Ken Shuttleworth’s practice Make has more than doubled its profits and seen its turnover increase by 28 per cent, according to its latest accounts
The company, which celebrated its 10th anniversary this week, posted a hike in profits after tax from £356,426 to £703,537 for the year ending 31 December 2013.
Owned entirely by its 133 staff, the practice also saw its turnover rise from £14.6million in 2012 to £18.6million during 2013.
Almost half of its £4.1million growth in fee income came from new work in London.
However, with the exception of Australia and Canada, the outfit’s overseas workload fell. Revenues dropped by two thirds in Europe and the Middle East and its income in India and China also dipped.
In the trading report posted this week at Companies House, the directors also highlighted a 40 per cent increase in overheads ‘mainly due to the move of our London office to bigger premises’ and the closure of its Birmingham office ‘due to the slowdown of regional work’.
Barry Cooke, financial director at Make said: ‘Our income is now at a similar level to that pre-recession.
‘We remain committed to our people as we expanded our headcount by 10 per cent and augmented training expenditure by 74 per cent in the year.’
On Wednesday more than 400 people joined the practice in its soon-to-be new studio in central London - a former basement car park in Cleveland Street (pictured below).
Previous story (AJ 09.04.13)
A bumper 2012 for Make as profits more than double
Ken Shuttleworth’s practice Make has seen a 166 per cent rise in its pre-tax profits, rocketing from £181,000 in 2011 to nearly £482,000 in the last financial year
The company, which is again predicting steady growth for the year ahead, also saw its staff numbers increase from 108 to 121 people.
Though turnover dipped from £14.6 million in 2011 to £14.5 million in the year ending 31 December 2012, the practice made big strides in India where the amount of fees billed ballooned from £60,000 to £778,100.
Workloads in the UK also rose by nearly £1 million to £11.5 million. In one week in January the practice bagged planning permission for three major schemes in central London, including projects in Leicester Square and Hanover Square.
However there was a drop in turnover in Europe, the Middle East and China with the amount billed in the Asian market falling from £2.7 million to £1.4
The highest earning director was paid £705,000, down from £756,000 in 2011.
Barry Cooke, Make’s financial director said: ‘Make’s 2012 financial results are indicative of the business continuing to successfully navigate the economic downturn, with turnover holding steady for the third consecutive year and a positive forecast for 2013.

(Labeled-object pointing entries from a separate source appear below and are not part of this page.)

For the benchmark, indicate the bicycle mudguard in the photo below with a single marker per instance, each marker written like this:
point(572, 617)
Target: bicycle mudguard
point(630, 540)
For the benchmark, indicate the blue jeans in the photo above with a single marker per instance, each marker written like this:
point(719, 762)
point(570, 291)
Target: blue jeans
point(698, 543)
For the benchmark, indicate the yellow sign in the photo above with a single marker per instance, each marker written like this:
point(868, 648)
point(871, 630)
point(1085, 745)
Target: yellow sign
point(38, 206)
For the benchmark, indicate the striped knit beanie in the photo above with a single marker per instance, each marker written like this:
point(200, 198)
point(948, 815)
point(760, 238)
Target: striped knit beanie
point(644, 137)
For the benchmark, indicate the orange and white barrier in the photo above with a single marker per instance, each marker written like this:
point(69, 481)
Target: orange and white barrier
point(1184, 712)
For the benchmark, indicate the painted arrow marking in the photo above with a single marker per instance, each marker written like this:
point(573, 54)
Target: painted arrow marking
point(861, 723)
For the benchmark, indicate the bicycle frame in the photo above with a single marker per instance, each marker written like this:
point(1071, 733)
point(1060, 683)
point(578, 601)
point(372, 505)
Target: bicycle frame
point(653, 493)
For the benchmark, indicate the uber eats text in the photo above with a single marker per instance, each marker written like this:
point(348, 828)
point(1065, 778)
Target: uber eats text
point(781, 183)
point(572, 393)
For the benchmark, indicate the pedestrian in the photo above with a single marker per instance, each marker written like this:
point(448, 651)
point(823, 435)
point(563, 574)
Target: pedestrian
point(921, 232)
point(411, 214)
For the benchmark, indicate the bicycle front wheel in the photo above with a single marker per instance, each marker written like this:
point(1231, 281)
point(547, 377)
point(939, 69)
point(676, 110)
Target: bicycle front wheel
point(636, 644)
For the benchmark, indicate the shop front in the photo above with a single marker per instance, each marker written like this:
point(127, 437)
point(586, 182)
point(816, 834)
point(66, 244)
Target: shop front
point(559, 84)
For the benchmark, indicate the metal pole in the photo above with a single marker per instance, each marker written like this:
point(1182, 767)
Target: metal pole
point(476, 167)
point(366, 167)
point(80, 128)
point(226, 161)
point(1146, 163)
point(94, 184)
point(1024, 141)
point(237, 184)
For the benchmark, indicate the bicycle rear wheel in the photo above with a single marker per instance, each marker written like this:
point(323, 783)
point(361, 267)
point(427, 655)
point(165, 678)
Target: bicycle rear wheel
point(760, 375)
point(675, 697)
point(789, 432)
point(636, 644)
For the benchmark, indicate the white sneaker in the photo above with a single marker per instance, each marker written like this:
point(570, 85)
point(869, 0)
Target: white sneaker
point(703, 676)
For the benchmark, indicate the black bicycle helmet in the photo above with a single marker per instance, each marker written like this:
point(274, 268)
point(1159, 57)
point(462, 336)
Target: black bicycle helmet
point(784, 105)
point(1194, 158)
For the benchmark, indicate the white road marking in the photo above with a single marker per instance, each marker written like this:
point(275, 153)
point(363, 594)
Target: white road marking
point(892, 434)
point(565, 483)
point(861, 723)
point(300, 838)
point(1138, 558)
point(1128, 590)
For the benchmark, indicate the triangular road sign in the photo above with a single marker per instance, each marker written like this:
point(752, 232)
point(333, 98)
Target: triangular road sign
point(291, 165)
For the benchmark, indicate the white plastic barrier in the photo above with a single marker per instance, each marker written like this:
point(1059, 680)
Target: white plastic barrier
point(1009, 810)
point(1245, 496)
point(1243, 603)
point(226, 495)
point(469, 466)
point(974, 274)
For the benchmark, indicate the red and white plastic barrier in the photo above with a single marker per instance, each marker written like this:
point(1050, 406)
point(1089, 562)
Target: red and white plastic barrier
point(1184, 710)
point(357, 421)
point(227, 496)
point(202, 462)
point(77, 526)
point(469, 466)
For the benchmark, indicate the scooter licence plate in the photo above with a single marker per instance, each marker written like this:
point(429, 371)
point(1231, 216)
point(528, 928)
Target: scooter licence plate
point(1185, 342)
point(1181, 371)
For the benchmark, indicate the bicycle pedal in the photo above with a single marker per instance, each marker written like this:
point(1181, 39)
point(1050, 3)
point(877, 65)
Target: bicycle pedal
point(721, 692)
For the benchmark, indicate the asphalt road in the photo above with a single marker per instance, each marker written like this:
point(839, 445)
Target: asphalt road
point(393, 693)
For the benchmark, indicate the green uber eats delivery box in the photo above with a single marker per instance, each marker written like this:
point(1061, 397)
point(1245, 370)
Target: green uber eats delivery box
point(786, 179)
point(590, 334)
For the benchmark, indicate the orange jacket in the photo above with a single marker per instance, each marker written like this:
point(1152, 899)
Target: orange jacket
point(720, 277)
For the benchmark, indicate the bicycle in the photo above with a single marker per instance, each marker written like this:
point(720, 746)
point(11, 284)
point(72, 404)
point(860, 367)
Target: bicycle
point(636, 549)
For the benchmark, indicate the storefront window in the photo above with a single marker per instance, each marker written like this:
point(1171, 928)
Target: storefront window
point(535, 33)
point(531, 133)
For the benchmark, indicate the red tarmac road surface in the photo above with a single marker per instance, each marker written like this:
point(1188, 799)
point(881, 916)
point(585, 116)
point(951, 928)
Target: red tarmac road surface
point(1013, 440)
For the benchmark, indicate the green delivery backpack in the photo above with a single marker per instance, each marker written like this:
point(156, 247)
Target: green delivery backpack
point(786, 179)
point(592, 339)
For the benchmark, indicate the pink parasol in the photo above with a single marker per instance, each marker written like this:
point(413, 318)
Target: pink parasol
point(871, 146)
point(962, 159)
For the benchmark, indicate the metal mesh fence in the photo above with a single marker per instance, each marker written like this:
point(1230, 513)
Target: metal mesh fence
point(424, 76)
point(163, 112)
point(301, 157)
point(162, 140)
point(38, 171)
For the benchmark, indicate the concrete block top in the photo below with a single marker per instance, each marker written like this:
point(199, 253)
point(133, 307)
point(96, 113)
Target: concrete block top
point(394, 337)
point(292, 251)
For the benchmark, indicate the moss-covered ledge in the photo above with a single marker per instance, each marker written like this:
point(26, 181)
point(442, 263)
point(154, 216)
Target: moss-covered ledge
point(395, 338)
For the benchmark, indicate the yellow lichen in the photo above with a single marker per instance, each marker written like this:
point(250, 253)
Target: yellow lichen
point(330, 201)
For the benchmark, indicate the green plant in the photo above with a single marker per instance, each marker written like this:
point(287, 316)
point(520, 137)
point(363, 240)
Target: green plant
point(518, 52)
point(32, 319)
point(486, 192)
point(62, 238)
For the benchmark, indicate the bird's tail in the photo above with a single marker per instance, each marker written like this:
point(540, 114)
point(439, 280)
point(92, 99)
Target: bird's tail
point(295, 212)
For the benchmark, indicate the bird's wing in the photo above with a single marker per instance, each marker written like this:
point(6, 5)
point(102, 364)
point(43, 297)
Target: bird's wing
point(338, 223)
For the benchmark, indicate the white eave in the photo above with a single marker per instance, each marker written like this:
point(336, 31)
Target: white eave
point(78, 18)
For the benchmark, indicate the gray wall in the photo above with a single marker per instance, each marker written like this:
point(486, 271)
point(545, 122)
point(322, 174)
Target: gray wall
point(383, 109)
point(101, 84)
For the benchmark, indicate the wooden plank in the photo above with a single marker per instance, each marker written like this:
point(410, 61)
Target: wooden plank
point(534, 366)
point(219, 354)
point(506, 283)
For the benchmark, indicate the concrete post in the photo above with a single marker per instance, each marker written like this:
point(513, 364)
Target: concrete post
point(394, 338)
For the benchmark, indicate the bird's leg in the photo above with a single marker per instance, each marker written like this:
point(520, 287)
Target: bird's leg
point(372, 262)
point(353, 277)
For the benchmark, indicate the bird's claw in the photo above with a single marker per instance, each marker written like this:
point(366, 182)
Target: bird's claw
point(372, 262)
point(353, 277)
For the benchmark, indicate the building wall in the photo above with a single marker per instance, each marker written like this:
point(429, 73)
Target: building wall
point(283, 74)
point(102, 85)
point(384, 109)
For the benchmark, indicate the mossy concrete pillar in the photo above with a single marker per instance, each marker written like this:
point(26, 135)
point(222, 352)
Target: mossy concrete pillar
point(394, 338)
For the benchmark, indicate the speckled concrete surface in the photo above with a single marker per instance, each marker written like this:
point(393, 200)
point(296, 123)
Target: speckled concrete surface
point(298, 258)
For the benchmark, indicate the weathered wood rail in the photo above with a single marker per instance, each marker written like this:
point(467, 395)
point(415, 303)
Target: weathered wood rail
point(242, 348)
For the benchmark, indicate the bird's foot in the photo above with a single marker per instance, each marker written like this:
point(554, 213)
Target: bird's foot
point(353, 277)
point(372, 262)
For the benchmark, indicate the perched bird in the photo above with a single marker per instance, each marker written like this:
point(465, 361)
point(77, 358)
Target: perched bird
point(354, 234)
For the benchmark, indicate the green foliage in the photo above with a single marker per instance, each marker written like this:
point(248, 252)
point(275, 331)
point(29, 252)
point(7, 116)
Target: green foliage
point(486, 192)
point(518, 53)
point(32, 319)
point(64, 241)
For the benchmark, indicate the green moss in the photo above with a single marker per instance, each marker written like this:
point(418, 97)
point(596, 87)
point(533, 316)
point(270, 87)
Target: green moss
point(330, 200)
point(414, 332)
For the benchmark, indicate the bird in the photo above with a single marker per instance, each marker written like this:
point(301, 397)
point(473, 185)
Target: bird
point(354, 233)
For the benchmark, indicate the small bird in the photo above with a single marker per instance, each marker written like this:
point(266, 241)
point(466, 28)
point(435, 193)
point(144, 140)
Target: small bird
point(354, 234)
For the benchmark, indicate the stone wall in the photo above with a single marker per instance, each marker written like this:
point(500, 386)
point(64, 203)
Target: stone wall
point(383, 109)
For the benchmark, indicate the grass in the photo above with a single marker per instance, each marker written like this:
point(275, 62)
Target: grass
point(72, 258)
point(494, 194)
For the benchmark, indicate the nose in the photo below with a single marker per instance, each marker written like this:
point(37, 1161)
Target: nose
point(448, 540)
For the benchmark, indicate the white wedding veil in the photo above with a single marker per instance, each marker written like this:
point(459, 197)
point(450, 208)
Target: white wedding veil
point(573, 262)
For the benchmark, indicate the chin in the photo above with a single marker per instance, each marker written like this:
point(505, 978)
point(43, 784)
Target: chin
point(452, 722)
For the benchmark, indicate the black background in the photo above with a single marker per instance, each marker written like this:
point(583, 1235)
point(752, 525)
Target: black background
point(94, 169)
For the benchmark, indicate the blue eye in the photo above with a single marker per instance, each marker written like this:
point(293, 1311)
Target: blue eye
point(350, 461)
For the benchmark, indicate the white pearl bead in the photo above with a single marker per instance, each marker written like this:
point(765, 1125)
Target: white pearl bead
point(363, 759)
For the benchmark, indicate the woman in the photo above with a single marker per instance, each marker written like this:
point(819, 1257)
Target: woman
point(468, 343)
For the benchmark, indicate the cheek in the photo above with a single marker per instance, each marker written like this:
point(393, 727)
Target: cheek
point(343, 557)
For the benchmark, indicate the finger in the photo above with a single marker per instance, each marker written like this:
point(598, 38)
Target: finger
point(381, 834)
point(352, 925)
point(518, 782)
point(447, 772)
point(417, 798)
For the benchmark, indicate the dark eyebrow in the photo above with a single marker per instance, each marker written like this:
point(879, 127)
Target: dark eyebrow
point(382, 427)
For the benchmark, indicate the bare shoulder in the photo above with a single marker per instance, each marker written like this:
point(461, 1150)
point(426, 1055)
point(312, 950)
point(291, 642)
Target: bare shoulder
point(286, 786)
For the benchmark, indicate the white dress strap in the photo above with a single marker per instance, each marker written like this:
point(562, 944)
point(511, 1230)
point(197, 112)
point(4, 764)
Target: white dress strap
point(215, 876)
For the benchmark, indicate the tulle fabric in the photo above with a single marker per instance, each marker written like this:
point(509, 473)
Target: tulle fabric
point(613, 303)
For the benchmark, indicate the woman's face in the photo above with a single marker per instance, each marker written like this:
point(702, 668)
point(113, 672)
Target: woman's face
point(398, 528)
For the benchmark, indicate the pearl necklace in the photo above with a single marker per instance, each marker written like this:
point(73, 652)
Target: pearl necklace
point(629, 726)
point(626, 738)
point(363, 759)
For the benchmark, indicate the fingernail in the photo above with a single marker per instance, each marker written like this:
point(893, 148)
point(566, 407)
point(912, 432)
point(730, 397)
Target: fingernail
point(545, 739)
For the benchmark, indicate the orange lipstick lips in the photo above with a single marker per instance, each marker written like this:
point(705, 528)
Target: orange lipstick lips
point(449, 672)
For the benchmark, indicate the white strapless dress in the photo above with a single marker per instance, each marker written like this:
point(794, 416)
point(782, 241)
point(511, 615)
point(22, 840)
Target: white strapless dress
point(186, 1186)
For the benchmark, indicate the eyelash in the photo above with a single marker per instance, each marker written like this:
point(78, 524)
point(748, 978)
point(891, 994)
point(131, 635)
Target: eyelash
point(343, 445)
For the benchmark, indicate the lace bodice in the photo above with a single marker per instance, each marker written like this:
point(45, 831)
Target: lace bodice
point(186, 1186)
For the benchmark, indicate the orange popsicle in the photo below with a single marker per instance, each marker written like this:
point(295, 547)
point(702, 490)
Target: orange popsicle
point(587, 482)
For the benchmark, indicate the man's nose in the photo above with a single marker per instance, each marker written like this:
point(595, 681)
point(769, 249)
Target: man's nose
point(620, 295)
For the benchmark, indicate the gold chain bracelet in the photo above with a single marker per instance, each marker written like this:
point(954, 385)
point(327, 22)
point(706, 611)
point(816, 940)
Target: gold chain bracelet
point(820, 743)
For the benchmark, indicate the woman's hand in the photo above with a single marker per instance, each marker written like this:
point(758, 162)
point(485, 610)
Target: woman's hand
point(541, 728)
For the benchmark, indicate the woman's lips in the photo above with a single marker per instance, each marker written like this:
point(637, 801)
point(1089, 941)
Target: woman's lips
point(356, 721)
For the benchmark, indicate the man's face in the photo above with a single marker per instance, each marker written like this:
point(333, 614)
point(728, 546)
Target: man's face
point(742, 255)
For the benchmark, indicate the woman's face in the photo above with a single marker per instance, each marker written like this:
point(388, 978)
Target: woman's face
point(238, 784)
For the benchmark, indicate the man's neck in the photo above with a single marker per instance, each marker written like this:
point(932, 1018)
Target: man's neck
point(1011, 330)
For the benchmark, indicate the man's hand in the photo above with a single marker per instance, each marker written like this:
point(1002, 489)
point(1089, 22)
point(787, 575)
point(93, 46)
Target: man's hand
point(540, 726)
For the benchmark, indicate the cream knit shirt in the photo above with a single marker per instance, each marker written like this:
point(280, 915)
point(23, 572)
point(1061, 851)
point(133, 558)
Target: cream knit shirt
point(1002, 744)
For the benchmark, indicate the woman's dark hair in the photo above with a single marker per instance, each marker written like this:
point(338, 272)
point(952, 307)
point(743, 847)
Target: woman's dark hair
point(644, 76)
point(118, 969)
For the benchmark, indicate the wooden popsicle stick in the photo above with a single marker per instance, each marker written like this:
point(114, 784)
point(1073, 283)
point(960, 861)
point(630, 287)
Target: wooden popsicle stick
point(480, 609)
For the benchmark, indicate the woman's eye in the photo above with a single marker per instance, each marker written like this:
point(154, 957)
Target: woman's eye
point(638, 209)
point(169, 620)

‘Profits were distributed to partners as part of the 100 per cent employee owned company structure, leaving a pre-tax profit of £482,000 and net worth of £3.3 million.’
Previous story (AJ 05.04.2012)
Make’s turnover up and profits rocket
Ken Shuttleworth’s practice Make has seen a 12 per cent increase in its turnover and a huge 37 per cent hike in its gross profits
The company, which predicts further growth this year after netting a raft of new work, generated revenue of £14.6 million in the year ending 31 December 2011 - up from £13.1 million the year before.
According to Make’s latest annual accounts, the company bagged gross profits of £5.5 million, marking an increase of nearly £1.5 million on the previous 12 months.
However, after administrative expenses, the company only posted a pre-tax profit of £181,190 - albeit a significant rise on the £14,450 pre-tax profit made in 2010.
The last couple of years have witnessed an impressive turnaround for the AJ100 big hitter following a dramatic 47 per cent fall in revenue experienced in 2009 due to the recession. The company revealed a £666,810 post-tax loss that year.
Barry Cooke, financial director at Make said: ‘It has been another good year for Make, with income and profit continuing to grow despite the impact of the recession on the architectural profession as a whole.
‘The financial results for 2011 show an overall increase in revenue of 12 per cent. Fee income in Asia increased to £2.7m compared to £80,000 the previous year.’
Make now has 11 staff in its China and Hong Kong studios with its Asian work now accounting for 19 per cent of the company’s total turnover. Among the schemes on the practice’s drawing board is a 105,300m² masterplan in Hongqiao, Shanghai.
He added: ‘After distributing the profit to all partners in line with Make’s 100 per cent employee owned company structure, the net worth increased by £149,000 to £3million.
‘This growth is expected to continue in 2012 after securing significant new work in the last quarter of 2011.’